From: Rick Jones <rick.jones2@hp.com>
Date: Thu, 30 Aug 2007 17:09:04 -0700 (PDT)

> Enable configuration of the minimum TCP Retransmission Timeout via
> a new sysctl "tcp_rto_min" to help those who's networks (eg cellular)
> have quite variable RTTs avoid spurrious RTOs.
> 
> Signed-off-by: Rick Jones <rick.jones2@hp.com>
> Signed-off-by: Lamont Jones <lamont@hp.com>

Thanks for doing this work Rick.

But as John Heffner and I both mentioned, it's pretty clear we should
do this as a routing metric.  Both for handling realistic scenerios
where the sysctl doesn't work, and to help prevent misuse (example:
someone decides that it would be _totally_ _awesome_ for "Carrier
Grade Linux" to set this to 3 seconds by default in /etc/sysctl.conf
and crap like that).

^ permalink raw reply	[flat|nested] 12+ messages in thread

* Re: [PATCH] make _minimum_ TCP retransmission timeout configurable take 2
  2007-08-31  0:39 ` David Miller
@ 2007-08-31  1:07   ` Rick Jones
  2007-08-31  4:52     ` John Heffner
  2007-08-31  5:09     ` David Miller
  0 siblings, 2 replies; 12+ messages in thread
From: Rick Jones @ 2007-08-31  1:07 UTC (permalink / raw)
  To: David Miller; +Cc: netdev

David Miller wrote:
> From: Rick Jones <rick.jones2@hp.com>
> Date: Thu, 30 Aug 2007 17:09:04 -0700 (PDT)
> 
> 
>>Enable configuration of the minimum TCP Retransmission Timeout via
>>a new sysctl "tcp_rto_min" to help those who's networks (eg cellular)
>>have quite variable RTTs avoid spurrious RTOs.
>>
>>Signed-off-by: Rick Jones <rick.jones2@hp.com>
>>Signed-off-by: Lamont Jones <lamont@hp.com>
> 
> 
> Thanks for doing this work Rick.
> 
> But as John Heffner and I both mentioned, it's pretty clear we should
> do this as a routing metric.  Both for handling realistic scenerios
> where the sysctl doesn't work, and to help prevent misuse (example:
> someone decides that it would be _totally_ _awesome_ for "Carrier
> Grade Linux" to set this to 3 seconds by default in /etc/sysctl.conf
> and crap like that).

If nothing else it was worth the practice :)  I'll be happy with either 
mechanism, just wasn't sure if the jury was still out on whether making 
it a routing metric was really necessary.  I can see where it would be 
goodness if one had separate paths out of a system, one with the highly 
variable RTT and one with non-trivial loss rates, just that thusfar I've 
not come across any :)  I've only seen one path with high RTT 
variability and the other path with trivial loss rates.

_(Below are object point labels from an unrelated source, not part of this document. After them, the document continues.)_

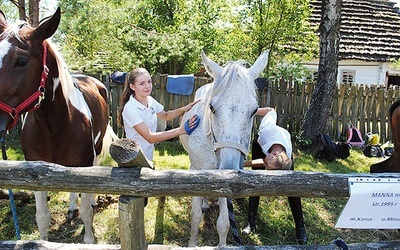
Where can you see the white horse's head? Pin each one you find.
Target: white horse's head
(232, 104)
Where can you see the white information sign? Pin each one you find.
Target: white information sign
(374, 203)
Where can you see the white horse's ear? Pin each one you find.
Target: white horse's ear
(3, 22)
(259, 65)
(212, 68)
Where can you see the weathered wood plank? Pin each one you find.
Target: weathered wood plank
(145, 182)
(45, 245)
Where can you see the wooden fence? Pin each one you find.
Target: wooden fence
(365, 106)
(134, 179)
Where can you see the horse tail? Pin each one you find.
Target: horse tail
(108, 138)
(232, 222)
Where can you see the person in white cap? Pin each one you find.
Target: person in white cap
(273, 151)
(275, 142)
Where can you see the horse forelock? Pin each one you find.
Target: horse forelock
(228, 83)
(13, 29)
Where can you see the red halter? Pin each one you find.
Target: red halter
(39, 95)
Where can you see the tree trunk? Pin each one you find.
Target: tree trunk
(34, 12)
(317, 113)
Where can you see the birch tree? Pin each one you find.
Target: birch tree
(317, 113)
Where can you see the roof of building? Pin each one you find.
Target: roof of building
(369, 31)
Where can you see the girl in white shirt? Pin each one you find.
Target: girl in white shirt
(138, 113)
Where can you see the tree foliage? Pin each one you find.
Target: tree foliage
(166, 36)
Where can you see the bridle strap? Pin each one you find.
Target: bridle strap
(229, 144)
(37, 95)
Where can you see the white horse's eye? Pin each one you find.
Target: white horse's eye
(212, 108)
(254, 112)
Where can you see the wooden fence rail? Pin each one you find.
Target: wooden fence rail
(135, 179)
(145, 182)
(365, 106)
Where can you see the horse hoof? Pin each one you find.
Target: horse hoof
(71, 215)
(301, 236)
(248, 230)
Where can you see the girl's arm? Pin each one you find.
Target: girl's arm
(171, 114)
(151, 137)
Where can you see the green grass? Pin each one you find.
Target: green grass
(167, 219)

Also, not surprisingly, the folks for whom I'm doing this are a triffle 
"anxious" so I figured that simplicity was worthwhile.  Particularly if 
it was going to be the case those folks were going to be asking for 
back-ports.

Anyhow, I'll try grubbing around the source code (already doing that to 
see about writing a pet tcp cong module) but if pointers to the likely 
relevant files were available I could try to help thrash-out the routing 
metric version.  Like I said the consumers of this are a triffle well, 
"anxious" :)

rick

^ permalink raw reply	[flat|nested] 12+ messages in thread

* Re: [PATCH] make _minimum_ TCP retransmission timeout configurable take 2
  2007-08-31  1:07   ` Rick Jones
@ 2007-08-31  4:52     ` John Heffner
  2007-08-31 17:19       ` Rick Jones
  2007-08-31  5:09     ` David Miller
  1 sibling, 1 reply; 12+ messages in thread
From: John Heffner @ 2007-08-31  4:52 UTC (permalink / raw)
  To: Rick Jones; +Cc: netdev

Rick Jones wrote:
> Like I said the consumers of this are a triffle well, 
> "anxious" :)

Just curious, did you or this customer try with F-RTO enabled?  Or is 
this case you're dealing with truly hopeless?

   -John

^ permalink raw reply	[flat|nested] 12+ messages in thread

* Re: [PATCH] make _minimum_ TCP retransmission timeout configurable take 2
  2007-08-31  1:07   ` Rick Jones
  2007-08-31  4:52     ` John Heffner
@ 2007-08-31  5:09     ` David Miller
  2007-08-31 18:11       ` Rick Jones
  1 sibling, 1 reply; 12+ messages in thread
From: David Miller @ 2007-08-31  5:09 UTC (permalink / raw)
  To: rick.jones2; +Cc: netdev

From: Rick Jones <rick.jones2@hp.com>
Date: Thu, 30 Aug 2007 18:07:13 -0700

> Anyhow, I'll try grubbing around the source code (already doing that to 
> see about writing a pet tcp cong module) but if pointers to the likely 
> relevant files were available I could try to help thrash-out the routing 
> metric version.  Like I said the consumers of this are a triffle well, 
> "anxious" :)

The change is actually a lot simpler than the sysctl version.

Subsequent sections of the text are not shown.